I could easily write a whole article on the above, but this is just one example of how modern games suffer from developers spending way too much time on visuals and gimmicks, ignoring vital aspects that capture the imagination of the player. This is not just an issue that plagues the Final Fantasy series ... you could argue that the Resident Evil series peaked with the second instalment and had completely lost it's way when Resident Evil 6 was released fourteen years later. This is despite the fact that Resident Evil 2 was a mass of blocky graphics and clunky controls. Somehow, as the series continued to progress, it just seemed to lose it's amazing atmosphere and overall impact regardless of the vastly improved visuals. Admittedly, many believe that Resident Evil 4 (2005) was a phenomenal overhaul of the series, but amazingly, this is nearly ten years old now!

sonic.jpgRemember Cannon Fodder? A fantastically tactical war game with tiny little sprites blowing each other up. These days, shelves are packed with war games where you run around in first person shooting the shit out of everything. Sure, these games look fantastic and can be fun for a while, but they lack the depth and overall charm of the older games.

Just ask Sega if the massive advancements in technology have helped them advance the Sonic the Hedgehog series. Since the game moved from the ancient Sega Megadrive, it's never been able to recapture it's original magic. What's more, this issue isn't just detrimental to video games. I could easily write pages about how the same problem is plaguing modern day movies!

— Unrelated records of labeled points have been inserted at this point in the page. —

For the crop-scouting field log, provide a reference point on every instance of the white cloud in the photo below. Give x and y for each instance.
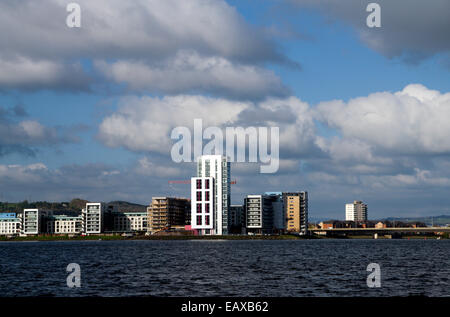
(411, 121)
(413, 29)
(25, 73)
(145, 42)
(190, 72)
(145, 124)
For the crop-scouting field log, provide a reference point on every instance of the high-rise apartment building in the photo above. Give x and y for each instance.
(259, 214)
(237, 218)
(217, 167)
(93, 218)
(279, 214)
(34, 221)
(165, 212)
(357, 211)
(296, 210)
(203, 215)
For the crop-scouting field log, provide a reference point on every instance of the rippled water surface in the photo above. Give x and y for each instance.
(226, 268)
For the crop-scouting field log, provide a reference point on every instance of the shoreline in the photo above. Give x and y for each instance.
(192, 238)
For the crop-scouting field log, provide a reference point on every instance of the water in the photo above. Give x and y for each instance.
(226, 268)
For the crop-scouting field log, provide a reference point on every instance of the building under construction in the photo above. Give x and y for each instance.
(168, 212)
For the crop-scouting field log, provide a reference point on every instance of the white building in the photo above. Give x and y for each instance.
(217, 167)
(92, 217)
(130, 221)
(357, 211)
(10, 224)
(63, 224)
(203, 213)
(34, 221)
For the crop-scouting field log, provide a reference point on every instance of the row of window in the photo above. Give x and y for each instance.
(199, 221)
(199, 196)
(199, 208)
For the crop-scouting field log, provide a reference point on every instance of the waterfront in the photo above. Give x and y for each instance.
(226, 268)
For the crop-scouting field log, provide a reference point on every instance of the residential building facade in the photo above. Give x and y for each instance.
(357, 211)
(165, 212)
(279, 214)
(296, 210)
(259, 214)
(203, 215)
(34, 221)
(217, 167)
(10, 224)
(130, 221)
(237, 218)
(93, 218)
(63, 224)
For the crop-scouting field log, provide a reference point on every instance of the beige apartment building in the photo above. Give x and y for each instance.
(296, 210)
(167, 212)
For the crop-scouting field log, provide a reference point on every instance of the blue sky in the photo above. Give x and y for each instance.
(92, 82)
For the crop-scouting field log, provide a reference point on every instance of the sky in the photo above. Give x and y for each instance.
(363, 113)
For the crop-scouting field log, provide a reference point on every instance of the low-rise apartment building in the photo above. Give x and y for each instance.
(63, 224)
(10, 224)
(34, 221)
(130, 221)
(166, 212)
(296, 209)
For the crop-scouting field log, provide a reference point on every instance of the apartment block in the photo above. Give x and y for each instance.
(10, 224)
(237, 218)
(166, 212)
(203, 215)
(259, 214)
(217, 167)
(34, 221)
(296, 209)
(63, 224)
(130, 221)
(279, 215)
(357, 211)
(93, 218)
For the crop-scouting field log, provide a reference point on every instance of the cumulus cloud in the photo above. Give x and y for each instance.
(142, 43)
(25, 73)
(190, 72)
(145, 124)
(95, 182)
(413, 29)
(411, 121)
(23, 136)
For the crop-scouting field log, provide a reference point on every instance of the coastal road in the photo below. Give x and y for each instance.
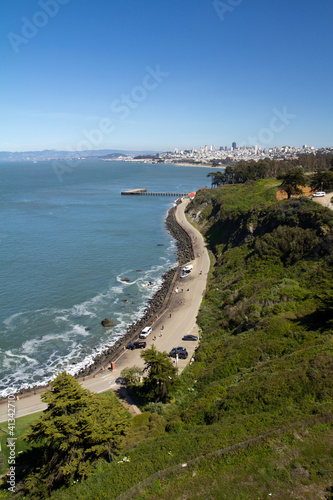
(325, 200)
(178, 320)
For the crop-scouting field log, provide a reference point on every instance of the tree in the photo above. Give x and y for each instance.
(132, 374)
(77, 429)
(322, 181)
(162, 375)
(292, 180)
(217, 178)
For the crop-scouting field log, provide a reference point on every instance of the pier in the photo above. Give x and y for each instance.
(144, 192)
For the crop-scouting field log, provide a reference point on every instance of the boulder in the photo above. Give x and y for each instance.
(106, 322)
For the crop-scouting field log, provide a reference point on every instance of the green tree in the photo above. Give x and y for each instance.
(162, 374)
(322, 181)
(292, 180)
(132, 374)
(77, 429)
(217, 178)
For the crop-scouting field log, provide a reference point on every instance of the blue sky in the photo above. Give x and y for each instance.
(160, 74)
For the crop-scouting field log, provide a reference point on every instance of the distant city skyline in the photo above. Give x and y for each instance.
(155, 76)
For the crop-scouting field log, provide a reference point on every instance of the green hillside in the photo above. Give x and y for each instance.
(252, 417)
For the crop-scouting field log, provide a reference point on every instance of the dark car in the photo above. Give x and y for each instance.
(181, 351)
(138, 344)
(190, 337)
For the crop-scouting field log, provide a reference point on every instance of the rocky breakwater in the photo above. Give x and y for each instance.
(157, 304)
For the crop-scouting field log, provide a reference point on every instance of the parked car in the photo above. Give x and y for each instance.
(145, 332)
(190, 337)
(181, 351)
(138, 344)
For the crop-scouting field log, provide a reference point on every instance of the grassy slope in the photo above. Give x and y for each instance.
(264, 362)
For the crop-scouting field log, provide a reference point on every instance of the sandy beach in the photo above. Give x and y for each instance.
(177, 320)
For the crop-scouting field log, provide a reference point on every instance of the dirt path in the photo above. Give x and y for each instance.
(178, 320)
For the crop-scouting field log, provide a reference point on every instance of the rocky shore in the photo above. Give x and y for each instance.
(155, 307)
(158, 303)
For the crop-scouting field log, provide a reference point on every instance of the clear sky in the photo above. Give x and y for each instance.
(160, 74)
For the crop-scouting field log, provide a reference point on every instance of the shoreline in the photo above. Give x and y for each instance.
(155, 307)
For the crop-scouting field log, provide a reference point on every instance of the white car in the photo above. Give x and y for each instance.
(145, 332)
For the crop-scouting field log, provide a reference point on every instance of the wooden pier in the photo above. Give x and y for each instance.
(144, 192)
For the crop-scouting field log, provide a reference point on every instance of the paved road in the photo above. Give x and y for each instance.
(325, 200)
(183, 308)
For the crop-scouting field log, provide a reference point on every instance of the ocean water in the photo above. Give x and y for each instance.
(66, 244)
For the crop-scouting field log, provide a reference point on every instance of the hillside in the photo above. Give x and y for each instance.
(256, 405)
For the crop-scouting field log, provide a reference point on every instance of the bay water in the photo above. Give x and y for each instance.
(66, 244)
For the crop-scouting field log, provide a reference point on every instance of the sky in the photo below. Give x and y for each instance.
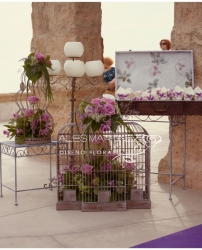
(137, 26)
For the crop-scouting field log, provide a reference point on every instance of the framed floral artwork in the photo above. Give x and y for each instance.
(142, 70)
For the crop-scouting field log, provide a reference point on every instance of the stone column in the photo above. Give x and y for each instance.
(54, 24)
(187, 35)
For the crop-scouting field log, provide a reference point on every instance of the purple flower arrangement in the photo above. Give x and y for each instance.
(101, 114)
(32, 122)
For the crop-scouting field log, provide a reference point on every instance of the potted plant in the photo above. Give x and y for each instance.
(30, 125)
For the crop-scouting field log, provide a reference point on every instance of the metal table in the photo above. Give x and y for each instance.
(14, 150)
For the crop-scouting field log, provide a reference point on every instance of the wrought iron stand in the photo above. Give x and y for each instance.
(14, 150)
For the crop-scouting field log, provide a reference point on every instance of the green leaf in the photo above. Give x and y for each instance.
(48, 87)
(119, 72)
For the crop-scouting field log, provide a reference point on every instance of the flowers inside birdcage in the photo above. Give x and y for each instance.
(30, 122)
(36, 66)
(101, 114)
(101, 172)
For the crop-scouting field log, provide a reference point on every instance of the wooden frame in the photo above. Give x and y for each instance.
(141, 70)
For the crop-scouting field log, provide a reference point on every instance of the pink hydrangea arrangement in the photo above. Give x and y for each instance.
(32, 122)
(36, 66)
(101, 114)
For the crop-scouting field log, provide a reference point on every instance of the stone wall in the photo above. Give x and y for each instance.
(187, 35)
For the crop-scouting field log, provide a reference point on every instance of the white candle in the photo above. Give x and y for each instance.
(73, 49)
(56, 68)
(74, 68)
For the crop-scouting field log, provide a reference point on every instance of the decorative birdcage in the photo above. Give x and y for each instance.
(103, 171)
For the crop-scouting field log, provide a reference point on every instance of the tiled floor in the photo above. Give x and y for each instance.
(36, 223)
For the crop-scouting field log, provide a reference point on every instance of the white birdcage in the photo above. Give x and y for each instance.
(110, 171)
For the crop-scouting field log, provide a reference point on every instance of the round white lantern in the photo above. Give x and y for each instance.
(94, 68)
(73, 49)
(56, 68)
(74, 68)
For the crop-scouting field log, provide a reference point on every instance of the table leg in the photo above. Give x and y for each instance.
(1, 195)
(50, 184)
(171, 156)
(16, 202)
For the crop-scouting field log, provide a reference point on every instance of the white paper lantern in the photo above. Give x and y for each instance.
(94, 68)
(73, 49)
(56, 68)
(74, 68)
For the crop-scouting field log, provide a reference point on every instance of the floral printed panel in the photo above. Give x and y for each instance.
(142, 70)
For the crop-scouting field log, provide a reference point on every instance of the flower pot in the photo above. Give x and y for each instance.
(104, 195)
(69, 195)
(41, 140)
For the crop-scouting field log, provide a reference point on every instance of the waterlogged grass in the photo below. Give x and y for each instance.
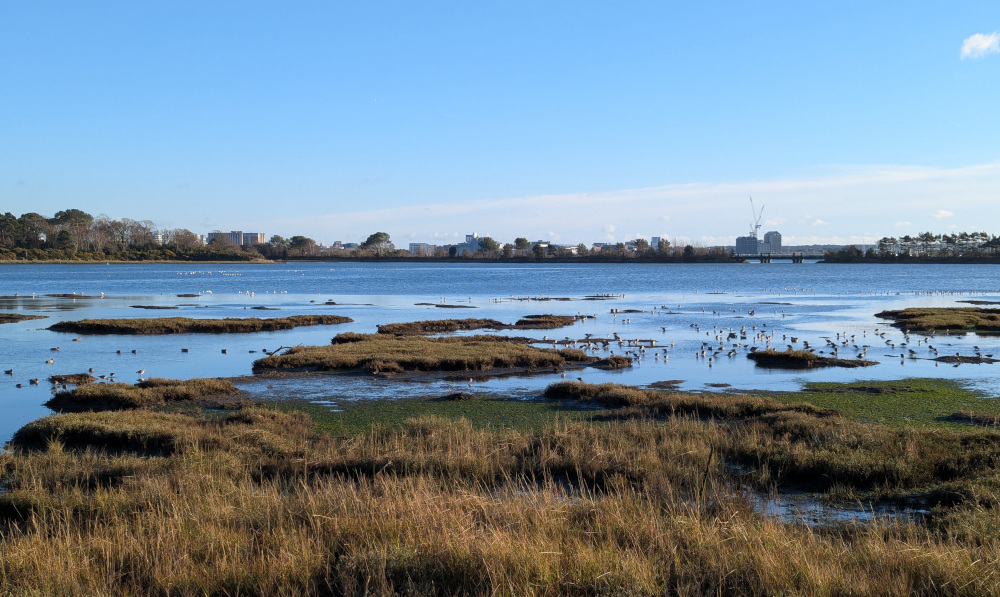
(446, 326)
(256, 502)
(801, 359)
(358, 417)
(901, 403)
(148, 393)
(187, 325)
(16, 317)
(385, 354)
(953, 320)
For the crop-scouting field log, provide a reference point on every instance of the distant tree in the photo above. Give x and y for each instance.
(379, 243)
(489, 246)
(301, 245)
(33, 225)
(64, 240)
(181, 240)
(11, 233)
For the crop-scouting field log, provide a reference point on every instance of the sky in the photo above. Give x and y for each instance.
(563, 121)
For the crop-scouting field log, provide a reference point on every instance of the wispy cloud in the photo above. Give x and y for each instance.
(697, 210)
(980, 45)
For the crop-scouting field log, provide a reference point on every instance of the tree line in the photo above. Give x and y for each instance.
(926, 246)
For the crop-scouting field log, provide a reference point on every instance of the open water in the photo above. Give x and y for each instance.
(684, 307)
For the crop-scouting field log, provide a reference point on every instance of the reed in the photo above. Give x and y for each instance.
(956, 320)
(187, 325)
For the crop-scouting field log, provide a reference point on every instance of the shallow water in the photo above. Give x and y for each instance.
(694, 303)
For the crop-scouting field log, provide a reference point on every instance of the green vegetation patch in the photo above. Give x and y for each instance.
(801, 359)
(357, 417)
(16, 317)
(385, 354)
(446, 326)
(145, 394)
(72, 378)
(187, 325)
(954, 320)
(907, 402)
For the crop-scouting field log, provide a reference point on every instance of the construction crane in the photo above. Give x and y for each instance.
(757, 215)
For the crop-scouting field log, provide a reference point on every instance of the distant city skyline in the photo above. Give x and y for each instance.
(565, 121)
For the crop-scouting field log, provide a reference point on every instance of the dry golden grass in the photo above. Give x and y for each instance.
(187, 325)
(255, 503)
(382, 353)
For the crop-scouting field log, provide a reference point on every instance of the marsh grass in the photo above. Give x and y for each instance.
(256, 502)
(16, 317)
(187, 325)
(447, 326)
(151, 392)
(801, 359)
(954, 320)
(385, 354)
(72, 378)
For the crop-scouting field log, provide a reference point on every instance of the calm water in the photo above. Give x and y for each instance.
(694, 303)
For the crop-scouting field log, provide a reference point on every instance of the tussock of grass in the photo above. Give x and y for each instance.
(957, 320)
(446, 326)
(73, 378)
(381, 353)
(802, 359)
(255, 503)
(152, 392)
(187, 325)
(16, 317)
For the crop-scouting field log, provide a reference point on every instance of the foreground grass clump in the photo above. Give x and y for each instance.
(382, 353)
(152, 392)
(187, 325)
(801, 359)
(954, 320)
(446, 326)
(16, 317)
(255, 502)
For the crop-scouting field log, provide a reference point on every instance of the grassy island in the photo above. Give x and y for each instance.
(951, 320)
(802, 359)
(383, 353)
(187, 325)
(446, 326)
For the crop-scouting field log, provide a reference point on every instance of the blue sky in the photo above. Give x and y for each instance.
(569, 121)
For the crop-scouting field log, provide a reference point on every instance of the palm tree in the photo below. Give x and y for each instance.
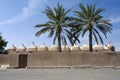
(88, 20)
(57, 25)
(3, 44)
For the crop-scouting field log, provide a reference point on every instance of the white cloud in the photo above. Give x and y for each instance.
(115, 19)
(27, 12)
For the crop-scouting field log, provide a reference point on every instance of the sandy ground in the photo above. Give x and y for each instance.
(60, 74)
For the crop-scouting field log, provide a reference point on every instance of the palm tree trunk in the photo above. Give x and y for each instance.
(90, 40)
(59, 41)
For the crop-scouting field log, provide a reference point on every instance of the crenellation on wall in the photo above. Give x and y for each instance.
(65, 48)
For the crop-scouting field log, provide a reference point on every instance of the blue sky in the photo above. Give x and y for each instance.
(18, 18)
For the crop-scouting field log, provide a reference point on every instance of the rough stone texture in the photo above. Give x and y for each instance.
(63, 59)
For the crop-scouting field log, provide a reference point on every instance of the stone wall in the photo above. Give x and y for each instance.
(64, 59)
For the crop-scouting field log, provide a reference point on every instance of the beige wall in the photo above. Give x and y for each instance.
(4, 59)
(51, 59)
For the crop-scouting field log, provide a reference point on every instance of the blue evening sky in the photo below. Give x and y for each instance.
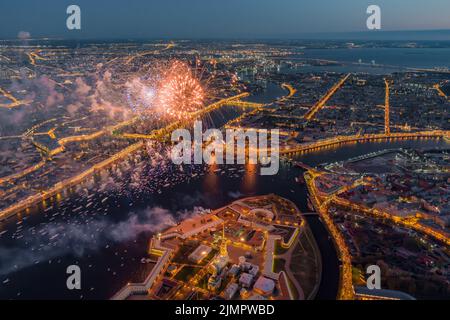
(215, 18)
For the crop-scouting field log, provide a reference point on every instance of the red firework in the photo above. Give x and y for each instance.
(179, 93)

USE OUR IMAGINATION? NO THANKS ...

Have you heard the phrase 'The movie is never as good as the book?' ... part of this reason is due to the fact that books make you use your imagination. When the character's faces, voices and surrounding environments are 'in your head', it can greatly enhance the emotion and impact of the experience. For example, I thoroughly enjoyed the older RPG's because I was able to form my own interpretation of how the characters looked, sounded and how the 2D pixelated graphics may have appeared in 'reality'. Modern games leave very little to your imagination as the graphics are practically life-like and every character has a voice and the exact personality that the developers want you to see.

KEEP IT SIMPLE

dizzy.jpgTo emphasise my point, I will use the Dizzy games from the eighties as an example. There were so many technical restrictions back then, the developers had to use the most simple shape possible for the character sprite (an egg with arms and legs) and the controls were limited to left, right, jump and select. Somehow, the egg character added a wacky appeal to the series and the simple nature of the controls and puzzles made the game instantly accessible to everyone. When you look at modern games, the puzzles and controls are so elaborate that it can be easy for a casual gamer to be overwhelmed and lose interest easily. Every button on the control pad, including shoulder buttons, L3, R3 etc. are required and some games even require you shake and tilt it! While this is not always a bad thing, sometimes I really miss the simplicity of older games ... less is more!

EASY, EASY, EASY!

Let's face it, the overall challenge of video games has dropped dramatically over the last couple of decades. Back in the good old days, when you ran out of lives, that was it! Admittedly, this would be extremely harsh on a 30 hour plus RPG to make you start again when you died, but taking Final Fantasy III as an example ... the overall challenge in-between save points was so great, that you felt rewarded when you reached the next one. These days, games autosave every few seconds so you never get that feeling of risk and you know you can afford to make a mistake as it won't cost you dearly. I am certainly not referring to Dark Souls when I make this point, but I absolutely loved that game and it's one of the few modern titles that gets everything right in my opinion.

In addition to this, modern games tend to hold your hand through the whole experience, this may minimise the level of frustration but it also greatly reduces the feeling of reward when you have completed the game!


These are just a few reasons why games aren't as good as they used to be. I may well add to this article as more factors suddenly pop into my head! So ... What do you think?